Applet 3 (The Second Split in "Movies Seen")
After exploring in Applet 3, you should notice that an optimal split of the left partition (respondents younger than 31) occurs with "Movies Seen" at about 1. With a split in "Movies Seen" at 1 observe that 8 of the 12 respondents in the top partition (67%) favor the Prequel Trilogy, and 3 of the 5 respondents in the bottom partition (60%) favor the Sequel Trilogy. This agrees with an observation by some Star Wars fans that the only people who like the Sequel Trilogy are those who are young and haven't seen many of the Star Wars movies. Note: I have not provided additional applets to explore splits in "Age" in the left partition or "Age" or "Movies Seen" in the right partition. It is a fact that very little increase in purity is possible by exploring splits in these explanatory variables. Partitioning could continue beyond this second split (in particular the top partition), but this is a good place to stop since the purpose of this tutorial was only to help you understand the theory behind the algorithm.
Decision Trees (Summaries of RPart Models)
The recursive partitioning we've explored above is nicely summarized in a decision tree. See below. Note: A description of decision trees can be found above in the Introduction & Background.

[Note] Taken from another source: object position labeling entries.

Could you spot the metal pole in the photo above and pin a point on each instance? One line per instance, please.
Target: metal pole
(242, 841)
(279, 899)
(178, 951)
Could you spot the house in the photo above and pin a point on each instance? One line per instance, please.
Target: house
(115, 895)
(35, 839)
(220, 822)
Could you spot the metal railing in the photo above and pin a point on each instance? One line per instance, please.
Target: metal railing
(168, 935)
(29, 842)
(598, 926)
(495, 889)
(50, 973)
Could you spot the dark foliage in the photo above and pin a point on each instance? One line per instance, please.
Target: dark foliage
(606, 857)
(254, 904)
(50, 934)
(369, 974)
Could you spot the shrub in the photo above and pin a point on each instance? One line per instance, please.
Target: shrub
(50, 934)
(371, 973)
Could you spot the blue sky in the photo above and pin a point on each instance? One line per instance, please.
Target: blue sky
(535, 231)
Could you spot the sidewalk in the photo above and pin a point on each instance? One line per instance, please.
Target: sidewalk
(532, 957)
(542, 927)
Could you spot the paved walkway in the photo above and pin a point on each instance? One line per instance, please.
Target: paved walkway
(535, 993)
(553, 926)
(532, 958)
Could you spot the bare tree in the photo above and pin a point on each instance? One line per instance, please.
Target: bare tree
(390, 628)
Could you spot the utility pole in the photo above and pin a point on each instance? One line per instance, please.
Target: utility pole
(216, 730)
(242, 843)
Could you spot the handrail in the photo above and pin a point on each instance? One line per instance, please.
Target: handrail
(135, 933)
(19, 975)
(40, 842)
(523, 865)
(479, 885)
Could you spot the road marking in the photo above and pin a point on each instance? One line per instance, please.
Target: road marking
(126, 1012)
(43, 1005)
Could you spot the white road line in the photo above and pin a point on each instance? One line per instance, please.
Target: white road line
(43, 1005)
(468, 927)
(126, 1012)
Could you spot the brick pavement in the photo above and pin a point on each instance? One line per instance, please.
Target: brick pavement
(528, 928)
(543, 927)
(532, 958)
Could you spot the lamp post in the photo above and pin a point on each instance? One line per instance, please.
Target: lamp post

Each path from the top to the bottom of the decision tree represents a "data based decision" about a person's favorite Trilogy in response to their age and the number of Star Wars movies they've seen (0 to 9). For instance the left path can be read: "if a person is less than 31 years old and seen 1 or more movie, then the model predicts they will prefer Trilogy 1 (the Prequel Trilogy)". The right most path can be read: "if a person is 31 years or older; the model predicts they will prefer Trilogy 2 (the Original Trilogy)". Note that no information about the number of movies seen is needed to make the decision represented by the right leaf. The proportions in each node are the conditional proportions of each level of the response variable in the node. We have encountered some of these proportions in our exploration of Applets 1, 2 and 3 above. Note that these proportions are sometimes interpreted as a probability of each possible classification decision. So for instance, in the lower left node, the proportion 0.67 indicates that in this node (younger than 31 and seen 1 or more movie) 67% of the participants prefer the Prequel Trilogy and furthermore, it can be interpreted as saying that there is a 67% probability a person in this node will prefer the Prequel trilogy. This was the same proportion / percentage that we discovered when interacting with Applet 3 above and finding the second split in "Movies Seen". The percentages in the bottom of each node represent the percent of the entire data set each node represents. So, for instance, the 21% in the lower left node indicates that 21% of respondents are younger than 31 and have seen 1 or more Star Wars movie. Note that the percentages across the bottom of the decision tree sum to 100% since all of the data eventually makes its way into some decision / partition.
1. Why do you think the model did not need any additional information about the number of movies seen for the lower right node? 2. Can you explain the decision represented by the middle leaf in plain English? 3. Can you explain in plain English what the meaning of 0.80 is in the middle leaf?